“The community has seen and felt the difference,” Sacramento County District Attorney Thein Ho said. “We intend to amend the complaint and proceed forward. We will not give up on the City of Sacramento.”
A California judge has determined that Sacramento County District Attorney Thein Ho cannot continue litigating claims intended to force the state’s capital city into taking action against widespread homelessness.
As LegalReader.com has reported before, Ho filed his initial claim against Sacramento in September of last year. In his complaint, Ho said that the city’s failure to mitigate its problems with homeless communities had resulted in the pollution of waterways and presented risks to public health.
Sacramento officials, though, had fought to have the lawsuit dismissed, arguing that court lacks the requisite authority to interfere with legislative action taken at either the state or the local level.
And, on Monday, Sacramento Superior Court Judge H. Talley issued a ruling that largely favored the city’s position.
“The Court agrees that the separation of powers doctrine bars all of the People’s claims as presently alleged,” Talley wrote.

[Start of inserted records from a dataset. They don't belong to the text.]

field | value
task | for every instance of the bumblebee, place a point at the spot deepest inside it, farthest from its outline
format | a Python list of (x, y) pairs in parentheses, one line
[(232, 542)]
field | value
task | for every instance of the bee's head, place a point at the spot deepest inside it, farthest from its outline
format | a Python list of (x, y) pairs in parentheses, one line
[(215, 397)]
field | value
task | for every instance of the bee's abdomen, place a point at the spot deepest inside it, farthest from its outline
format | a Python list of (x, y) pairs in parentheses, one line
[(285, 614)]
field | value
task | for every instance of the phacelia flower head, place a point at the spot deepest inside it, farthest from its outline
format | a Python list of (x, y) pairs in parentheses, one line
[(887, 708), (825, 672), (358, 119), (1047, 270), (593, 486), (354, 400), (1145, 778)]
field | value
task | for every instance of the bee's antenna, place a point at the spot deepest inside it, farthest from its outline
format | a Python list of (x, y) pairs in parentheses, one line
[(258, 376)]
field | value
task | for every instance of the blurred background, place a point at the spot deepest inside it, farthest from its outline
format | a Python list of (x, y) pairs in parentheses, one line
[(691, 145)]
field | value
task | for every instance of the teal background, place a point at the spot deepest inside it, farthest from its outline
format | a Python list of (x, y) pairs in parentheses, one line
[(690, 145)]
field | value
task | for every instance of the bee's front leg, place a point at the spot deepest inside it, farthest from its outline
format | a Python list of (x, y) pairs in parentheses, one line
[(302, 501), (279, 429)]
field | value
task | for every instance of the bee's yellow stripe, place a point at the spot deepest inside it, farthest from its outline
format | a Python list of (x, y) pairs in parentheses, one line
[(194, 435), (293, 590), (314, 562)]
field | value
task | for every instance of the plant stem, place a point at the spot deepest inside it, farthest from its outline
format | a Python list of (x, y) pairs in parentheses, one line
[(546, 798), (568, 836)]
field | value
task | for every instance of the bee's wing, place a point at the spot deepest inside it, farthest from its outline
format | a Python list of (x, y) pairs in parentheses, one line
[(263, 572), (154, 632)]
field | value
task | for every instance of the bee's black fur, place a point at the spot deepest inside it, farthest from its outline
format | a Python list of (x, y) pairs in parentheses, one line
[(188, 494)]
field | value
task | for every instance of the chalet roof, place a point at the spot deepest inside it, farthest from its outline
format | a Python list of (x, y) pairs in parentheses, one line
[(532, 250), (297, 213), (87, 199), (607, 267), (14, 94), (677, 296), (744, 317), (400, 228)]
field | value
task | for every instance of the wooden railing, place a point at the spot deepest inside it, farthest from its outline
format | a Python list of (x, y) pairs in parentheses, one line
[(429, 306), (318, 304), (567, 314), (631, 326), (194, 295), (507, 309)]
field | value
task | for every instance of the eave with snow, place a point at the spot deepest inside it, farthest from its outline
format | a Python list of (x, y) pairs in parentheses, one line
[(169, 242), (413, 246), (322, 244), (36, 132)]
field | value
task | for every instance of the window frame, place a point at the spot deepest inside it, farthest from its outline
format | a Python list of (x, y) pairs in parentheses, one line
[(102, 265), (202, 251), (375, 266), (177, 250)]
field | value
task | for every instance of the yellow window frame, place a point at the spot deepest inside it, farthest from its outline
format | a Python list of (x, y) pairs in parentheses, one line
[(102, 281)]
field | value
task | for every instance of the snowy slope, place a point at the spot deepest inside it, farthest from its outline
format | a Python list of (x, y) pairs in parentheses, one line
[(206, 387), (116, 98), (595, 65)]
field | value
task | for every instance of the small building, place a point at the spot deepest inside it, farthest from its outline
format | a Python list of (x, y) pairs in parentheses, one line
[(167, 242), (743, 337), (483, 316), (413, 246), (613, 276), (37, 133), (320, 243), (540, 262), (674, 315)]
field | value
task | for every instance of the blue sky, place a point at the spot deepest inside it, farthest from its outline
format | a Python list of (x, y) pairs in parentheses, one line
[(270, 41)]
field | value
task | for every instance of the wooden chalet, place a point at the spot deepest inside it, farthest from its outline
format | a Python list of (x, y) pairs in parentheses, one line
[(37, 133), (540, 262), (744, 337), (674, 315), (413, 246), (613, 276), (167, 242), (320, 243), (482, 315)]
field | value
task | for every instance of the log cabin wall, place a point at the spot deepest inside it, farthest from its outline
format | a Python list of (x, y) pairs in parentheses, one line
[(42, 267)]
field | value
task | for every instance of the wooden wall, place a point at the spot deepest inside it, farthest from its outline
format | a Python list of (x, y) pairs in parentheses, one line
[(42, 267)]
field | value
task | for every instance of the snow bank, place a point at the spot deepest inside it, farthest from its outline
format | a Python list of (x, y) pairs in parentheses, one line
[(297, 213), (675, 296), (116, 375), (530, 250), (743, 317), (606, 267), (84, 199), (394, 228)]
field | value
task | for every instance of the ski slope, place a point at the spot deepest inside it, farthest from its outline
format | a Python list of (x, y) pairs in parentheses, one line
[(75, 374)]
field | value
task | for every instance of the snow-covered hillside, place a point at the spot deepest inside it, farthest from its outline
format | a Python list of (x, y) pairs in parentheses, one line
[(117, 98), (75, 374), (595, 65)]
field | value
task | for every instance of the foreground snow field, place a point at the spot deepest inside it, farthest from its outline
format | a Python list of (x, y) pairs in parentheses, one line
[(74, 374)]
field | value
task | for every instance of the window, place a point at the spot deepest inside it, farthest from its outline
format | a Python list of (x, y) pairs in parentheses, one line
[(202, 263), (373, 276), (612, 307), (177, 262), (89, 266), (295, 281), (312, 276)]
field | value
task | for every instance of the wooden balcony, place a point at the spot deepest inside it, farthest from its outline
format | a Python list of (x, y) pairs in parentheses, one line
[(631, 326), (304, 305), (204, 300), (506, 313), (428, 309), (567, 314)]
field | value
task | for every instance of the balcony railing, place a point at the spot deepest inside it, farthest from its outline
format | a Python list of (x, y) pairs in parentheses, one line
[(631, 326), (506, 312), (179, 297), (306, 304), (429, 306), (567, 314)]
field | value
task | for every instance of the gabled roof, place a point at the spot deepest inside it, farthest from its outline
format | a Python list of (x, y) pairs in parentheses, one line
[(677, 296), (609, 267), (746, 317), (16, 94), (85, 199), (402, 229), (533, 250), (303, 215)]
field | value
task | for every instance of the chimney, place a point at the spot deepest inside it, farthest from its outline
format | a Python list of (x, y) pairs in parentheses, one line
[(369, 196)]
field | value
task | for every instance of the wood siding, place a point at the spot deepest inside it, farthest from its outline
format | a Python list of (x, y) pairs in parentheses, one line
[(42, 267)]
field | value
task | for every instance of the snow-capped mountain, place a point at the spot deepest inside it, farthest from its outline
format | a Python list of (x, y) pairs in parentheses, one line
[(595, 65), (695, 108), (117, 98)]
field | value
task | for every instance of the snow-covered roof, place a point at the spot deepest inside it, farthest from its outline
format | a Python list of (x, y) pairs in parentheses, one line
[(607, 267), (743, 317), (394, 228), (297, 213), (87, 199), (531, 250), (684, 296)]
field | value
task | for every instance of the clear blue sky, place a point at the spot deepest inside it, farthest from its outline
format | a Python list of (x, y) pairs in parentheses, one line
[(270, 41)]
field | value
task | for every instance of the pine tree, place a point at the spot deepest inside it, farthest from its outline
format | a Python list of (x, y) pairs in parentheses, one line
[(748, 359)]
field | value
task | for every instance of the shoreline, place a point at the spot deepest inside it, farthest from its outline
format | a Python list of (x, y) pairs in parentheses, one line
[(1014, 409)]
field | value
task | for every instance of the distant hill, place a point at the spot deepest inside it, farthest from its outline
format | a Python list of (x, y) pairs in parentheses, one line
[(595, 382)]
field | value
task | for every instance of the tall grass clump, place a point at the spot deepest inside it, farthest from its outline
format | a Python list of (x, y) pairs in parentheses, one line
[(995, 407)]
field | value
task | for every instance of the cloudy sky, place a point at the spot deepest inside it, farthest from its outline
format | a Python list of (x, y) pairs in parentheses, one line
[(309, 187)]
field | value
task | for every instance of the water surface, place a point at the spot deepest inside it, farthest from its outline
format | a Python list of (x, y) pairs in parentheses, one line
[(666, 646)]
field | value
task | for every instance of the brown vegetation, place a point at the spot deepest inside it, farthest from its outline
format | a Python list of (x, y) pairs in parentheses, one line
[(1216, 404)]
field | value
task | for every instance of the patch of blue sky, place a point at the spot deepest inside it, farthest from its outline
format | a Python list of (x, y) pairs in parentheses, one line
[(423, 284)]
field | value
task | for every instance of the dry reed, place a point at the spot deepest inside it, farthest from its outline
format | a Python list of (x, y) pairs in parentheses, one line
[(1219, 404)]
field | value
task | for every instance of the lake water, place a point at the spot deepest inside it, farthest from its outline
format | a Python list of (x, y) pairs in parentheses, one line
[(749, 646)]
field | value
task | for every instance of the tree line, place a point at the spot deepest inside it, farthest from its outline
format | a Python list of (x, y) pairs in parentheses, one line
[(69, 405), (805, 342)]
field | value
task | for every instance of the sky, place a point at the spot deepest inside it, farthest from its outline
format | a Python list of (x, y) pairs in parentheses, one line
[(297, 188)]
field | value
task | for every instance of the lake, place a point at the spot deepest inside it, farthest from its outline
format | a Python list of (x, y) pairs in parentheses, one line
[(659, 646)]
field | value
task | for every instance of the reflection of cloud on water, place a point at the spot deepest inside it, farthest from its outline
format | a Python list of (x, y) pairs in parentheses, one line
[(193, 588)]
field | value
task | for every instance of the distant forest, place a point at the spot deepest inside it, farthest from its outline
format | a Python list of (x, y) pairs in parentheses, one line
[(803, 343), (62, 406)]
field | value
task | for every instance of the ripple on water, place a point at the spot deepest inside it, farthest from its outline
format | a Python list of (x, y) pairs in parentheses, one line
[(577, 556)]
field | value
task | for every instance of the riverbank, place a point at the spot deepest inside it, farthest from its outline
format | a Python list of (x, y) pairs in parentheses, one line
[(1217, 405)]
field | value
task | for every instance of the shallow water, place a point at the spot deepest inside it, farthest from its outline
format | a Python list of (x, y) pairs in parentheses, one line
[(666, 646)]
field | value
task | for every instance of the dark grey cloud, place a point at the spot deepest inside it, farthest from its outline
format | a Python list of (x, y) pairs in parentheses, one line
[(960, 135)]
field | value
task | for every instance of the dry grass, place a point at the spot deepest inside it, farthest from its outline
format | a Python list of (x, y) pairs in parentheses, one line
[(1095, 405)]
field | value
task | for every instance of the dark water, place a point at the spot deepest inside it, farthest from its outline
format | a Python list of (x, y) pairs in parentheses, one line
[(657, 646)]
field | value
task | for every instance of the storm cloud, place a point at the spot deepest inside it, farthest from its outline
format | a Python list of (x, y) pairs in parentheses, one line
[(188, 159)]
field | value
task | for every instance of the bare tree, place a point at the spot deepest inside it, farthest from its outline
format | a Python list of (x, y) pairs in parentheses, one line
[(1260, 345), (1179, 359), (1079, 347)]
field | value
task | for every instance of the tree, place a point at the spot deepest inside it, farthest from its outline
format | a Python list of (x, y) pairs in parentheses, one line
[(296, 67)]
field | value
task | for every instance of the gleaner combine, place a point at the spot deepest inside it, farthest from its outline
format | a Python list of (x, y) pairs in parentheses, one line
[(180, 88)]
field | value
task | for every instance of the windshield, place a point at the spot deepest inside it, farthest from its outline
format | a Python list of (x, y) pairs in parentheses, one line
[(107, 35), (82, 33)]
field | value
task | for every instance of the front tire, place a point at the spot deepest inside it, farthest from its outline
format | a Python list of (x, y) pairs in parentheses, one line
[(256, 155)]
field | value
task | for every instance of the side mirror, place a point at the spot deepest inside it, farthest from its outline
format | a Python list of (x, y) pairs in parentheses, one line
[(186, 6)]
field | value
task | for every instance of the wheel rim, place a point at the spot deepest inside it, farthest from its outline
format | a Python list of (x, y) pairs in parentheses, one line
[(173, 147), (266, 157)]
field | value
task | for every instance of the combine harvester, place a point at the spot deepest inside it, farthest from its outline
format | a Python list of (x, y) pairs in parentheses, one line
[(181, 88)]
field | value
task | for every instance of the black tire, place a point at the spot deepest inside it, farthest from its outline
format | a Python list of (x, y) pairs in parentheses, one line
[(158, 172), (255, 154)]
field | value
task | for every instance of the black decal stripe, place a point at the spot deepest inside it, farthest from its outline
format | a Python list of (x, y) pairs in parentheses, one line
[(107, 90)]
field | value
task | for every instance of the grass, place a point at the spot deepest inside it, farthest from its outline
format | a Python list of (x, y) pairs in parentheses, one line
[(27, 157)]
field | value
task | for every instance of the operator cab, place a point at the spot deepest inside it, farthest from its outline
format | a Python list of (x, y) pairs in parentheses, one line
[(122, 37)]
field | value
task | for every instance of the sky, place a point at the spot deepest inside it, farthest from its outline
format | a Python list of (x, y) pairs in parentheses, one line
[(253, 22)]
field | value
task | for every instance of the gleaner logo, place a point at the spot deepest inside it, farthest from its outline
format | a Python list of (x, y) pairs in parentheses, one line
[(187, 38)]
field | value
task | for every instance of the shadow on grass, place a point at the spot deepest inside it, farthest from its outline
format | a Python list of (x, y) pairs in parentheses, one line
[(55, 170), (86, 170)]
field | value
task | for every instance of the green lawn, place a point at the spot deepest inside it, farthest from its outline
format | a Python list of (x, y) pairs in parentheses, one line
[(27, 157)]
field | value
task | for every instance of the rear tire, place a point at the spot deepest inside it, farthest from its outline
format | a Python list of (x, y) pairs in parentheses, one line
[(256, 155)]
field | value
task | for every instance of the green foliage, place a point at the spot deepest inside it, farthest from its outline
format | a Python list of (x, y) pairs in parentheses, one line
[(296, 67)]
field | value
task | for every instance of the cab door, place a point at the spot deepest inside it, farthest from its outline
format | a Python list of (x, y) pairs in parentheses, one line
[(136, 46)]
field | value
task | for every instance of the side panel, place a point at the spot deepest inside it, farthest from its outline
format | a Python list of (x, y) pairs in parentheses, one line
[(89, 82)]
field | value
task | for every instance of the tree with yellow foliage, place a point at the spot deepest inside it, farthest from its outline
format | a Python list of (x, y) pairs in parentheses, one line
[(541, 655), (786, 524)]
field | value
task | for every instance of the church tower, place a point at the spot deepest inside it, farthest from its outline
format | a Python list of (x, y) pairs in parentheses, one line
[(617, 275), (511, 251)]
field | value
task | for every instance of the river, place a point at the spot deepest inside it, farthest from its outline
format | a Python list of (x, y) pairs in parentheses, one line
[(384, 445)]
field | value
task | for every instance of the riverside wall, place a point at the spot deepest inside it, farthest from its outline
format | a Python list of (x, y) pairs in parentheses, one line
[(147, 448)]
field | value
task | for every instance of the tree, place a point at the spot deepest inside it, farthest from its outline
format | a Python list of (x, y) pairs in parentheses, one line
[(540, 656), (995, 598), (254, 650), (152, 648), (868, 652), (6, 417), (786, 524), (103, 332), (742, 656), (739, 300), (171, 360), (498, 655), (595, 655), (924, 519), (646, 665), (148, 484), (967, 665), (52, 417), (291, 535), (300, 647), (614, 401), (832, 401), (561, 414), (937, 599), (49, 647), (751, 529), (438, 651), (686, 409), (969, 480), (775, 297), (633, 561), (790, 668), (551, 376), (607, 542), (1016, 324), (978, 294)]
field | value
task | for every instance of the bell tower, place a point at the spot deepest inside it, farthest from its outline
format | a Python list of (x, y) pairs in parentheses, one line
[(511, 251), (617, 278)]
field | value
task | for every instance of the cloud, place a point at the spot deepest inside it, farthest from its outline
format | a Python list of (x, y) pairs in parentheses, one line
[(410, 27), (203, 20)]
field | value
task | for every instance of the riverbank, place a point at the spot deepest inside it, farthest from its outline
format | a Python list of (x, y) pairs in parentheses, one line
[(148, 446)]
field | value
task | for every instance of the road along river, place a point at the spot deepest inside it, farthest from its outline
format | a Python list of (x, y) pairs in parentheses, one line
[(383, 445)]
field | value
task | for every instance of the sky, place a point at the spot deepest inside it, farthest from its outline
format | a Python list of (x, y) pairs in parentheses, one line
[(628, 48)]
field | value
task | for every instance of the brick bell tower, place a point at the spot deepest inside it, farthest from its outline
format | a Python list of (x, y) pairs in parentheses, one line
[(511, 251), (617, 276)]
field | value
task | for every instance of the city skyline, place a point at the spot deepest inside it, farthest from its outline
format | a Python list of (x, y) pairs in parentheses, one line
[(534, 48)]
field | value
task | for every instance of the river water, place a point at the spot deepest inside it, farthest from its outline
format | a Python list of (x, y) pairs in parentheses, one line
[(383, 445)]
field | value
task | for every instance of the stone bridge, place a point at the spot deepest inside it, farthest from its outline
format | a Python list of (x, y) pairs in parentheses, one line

Although Talley did state that Sacramento failed to prove that it is not liable for permitting homeless residents to pollute creeks and streams, she emphasized that Ho’s lawsuit—”based entirely on the City’s alleged failure to enforce its ordinances against the unhoused population and its failure to adopt new policies to address the unhoused population and their encampments”—provides no solution outside of legislative reform.
“The Court finds the People’s argument is not persuasive,” Talley wrote.
Sacramento City Attorney Susana Alcala Wood has since issued a statement criticizing Ho’s lawsuit, saying that her county-level counterpart should have worked with the city instead of filing a politically-motivated complaint.
“It has been clear from day one that the DA’s case was flawed from a legal perspective, and we are pleased the Court has affirmed this by largely rejecting his arguments in its final ruling,” Wood said on Monday. “While the DA may attempt to amend his complaint, the City is imploring him to do the right thing and bring this case to an end. The DA’s efforts have resulted in nothing more than a waste of taxpayer money and a drain on City, County and Court resources.”
“Playing politics with homelessness helps no one. Right now, both the City and the County of Sacramento need to be focused on providing outreach and support to unsheltered residents,” Wood said. “It is time for the DA to finally abandon this exercise and start contributing to the ongoing work to create meaningful and lasting solutions to the homelessness crisis.”
However, Ho says that his lawsuit has already made a difference—and that, in the seven months since his claim was filed, the city “has done more enforcement and compliance … than they have in the done in the last seven years.”
“The community has seen and felt the difference,” he said. “We intend to amend the complaint and proceed forward. We will not give up on the City of Sacramento.”